Not necessarily. I mean for an extensible "real world" web app I
agree, I'd much rather develop these kinds of things with the separate
pertinent and effective tools available instead of having to work
backwards through stock controllers and templates generated - but at
our organization there are a lot of internal mini-projects where
simple database tables just need a web interface that has a small bit
of data validation and an inherent understanding of the parent/child
relationships. This is a bit outside of the scope of most database
guis, not to mention we wouldn't actually want to give them that
degree of access anyway. And this is why so many on my team are all
about Django.
Having this capability might do well to entice more novice developers
to Catalyst due to this next step in ease of use and getting a quick
app running... It seemed to do well for the Rails camp.
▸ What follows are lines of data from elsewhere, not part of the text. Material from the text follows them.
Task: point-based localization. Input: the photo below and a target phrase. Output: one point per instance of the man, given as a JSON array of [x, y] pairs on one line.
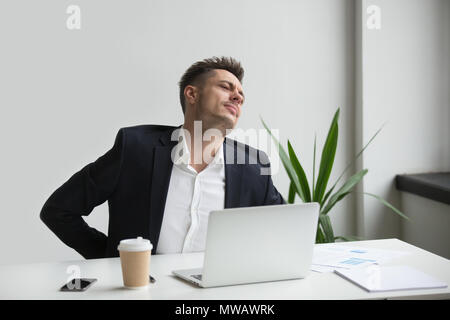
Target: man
[[162, 182]]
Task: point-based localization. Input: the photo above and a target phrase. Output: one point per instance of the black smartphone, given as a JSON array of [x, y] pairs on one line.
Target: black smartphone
[[78, 284]]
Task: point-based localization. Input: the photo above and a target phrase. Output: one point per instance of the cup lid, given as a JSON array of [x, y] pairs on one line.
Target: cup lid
[[135, 245]]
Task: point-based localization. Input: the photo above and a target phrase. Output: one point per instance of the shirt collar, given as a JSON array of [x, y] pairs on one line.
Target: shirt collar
[[182, 154]]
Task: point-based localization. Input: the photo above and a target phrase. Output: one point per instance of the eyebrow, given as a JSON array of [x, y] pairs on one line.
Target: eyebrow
[[232, 85]]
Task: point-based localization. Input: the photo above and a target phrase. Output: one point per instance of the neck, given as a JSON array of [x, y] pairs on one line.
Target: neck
[[203, 144]]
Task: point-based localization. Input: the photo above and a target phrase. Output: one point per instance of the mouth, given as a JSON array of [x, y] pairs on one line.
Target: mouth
[[232, 108]]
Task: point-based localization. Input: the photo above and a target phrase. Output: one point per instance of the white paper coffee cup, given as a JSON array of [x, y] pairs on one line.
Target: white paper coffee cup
[[135, 261]]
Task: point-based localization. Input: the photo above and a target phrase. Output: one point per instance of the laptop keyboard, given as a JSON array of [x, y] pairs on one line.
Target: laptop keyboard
[[197, 276]]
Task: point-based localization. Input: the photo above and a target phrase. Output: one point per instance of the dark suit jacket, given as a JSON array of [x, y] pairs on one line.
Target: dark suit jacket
[[134, 178]]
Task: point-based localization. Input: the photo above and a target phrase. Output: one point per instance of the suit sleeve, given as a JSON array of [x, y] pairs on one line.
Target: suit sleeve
[[77, 197], [272, 195]]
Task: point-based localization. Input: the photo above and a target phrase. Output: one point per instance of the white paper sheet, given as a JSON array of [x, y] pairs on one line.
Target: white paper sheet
[[377, 278], [331, 256]]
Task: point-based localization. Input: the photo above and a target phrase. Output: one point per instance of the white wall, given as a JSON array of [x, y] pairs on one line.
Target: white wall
[[64, 94], [405, 73]]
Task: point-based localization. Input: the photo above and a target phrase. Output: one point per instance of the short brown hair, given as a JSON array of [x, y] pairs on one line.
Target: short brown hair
[[197, 73]]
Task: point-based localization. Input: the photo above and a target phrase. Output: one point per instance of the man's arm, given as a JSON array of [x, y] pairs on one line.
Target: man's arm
[[77, 197], [272, 194]]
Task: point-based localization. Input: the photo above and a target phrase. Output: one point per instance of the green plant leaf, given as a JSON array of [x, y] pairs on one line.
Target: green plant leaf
[[320, 238], [327, 160], [291, 196], [353, 161], [287, 164], [344, 190], [300, 173], [314, 165], [324, 200], [325, 222], [387, 204]]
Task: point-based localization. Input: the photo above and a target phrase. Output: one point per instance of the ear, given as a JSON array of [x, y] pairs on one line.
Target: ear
[[191, 94]]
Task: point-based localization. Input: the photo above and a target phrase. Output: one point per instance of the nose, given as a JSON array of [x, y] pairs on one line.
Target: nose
[[236, 97]]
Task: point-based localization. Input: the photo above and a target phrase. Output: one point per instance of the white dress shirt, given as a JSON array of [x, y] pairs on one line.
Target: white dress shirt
[[190, 199]]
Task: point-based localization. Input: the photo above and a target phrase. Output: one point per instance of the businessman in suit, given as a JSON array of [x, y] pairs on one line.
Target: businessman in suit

Hopefully
from there people would then pick through and start pieceing together
for themselves how the underpinnings work, but that's up to them.
Thanks for the tips Will, I'll check out HTML::Widget and DBIx::Class::WebForm.
-Marcus
2006/11/8, Wade.Stuart at fallon.com <Wade.Stuart at fallon.com>:
>
> Ian Docherty <ian at iandocherty.com> wrote on 11/08/2006 12:35:04 PM:
>
> > marcus baker wrote:
> > > In a primarily Perl shop I've joined, Django has become all the rage.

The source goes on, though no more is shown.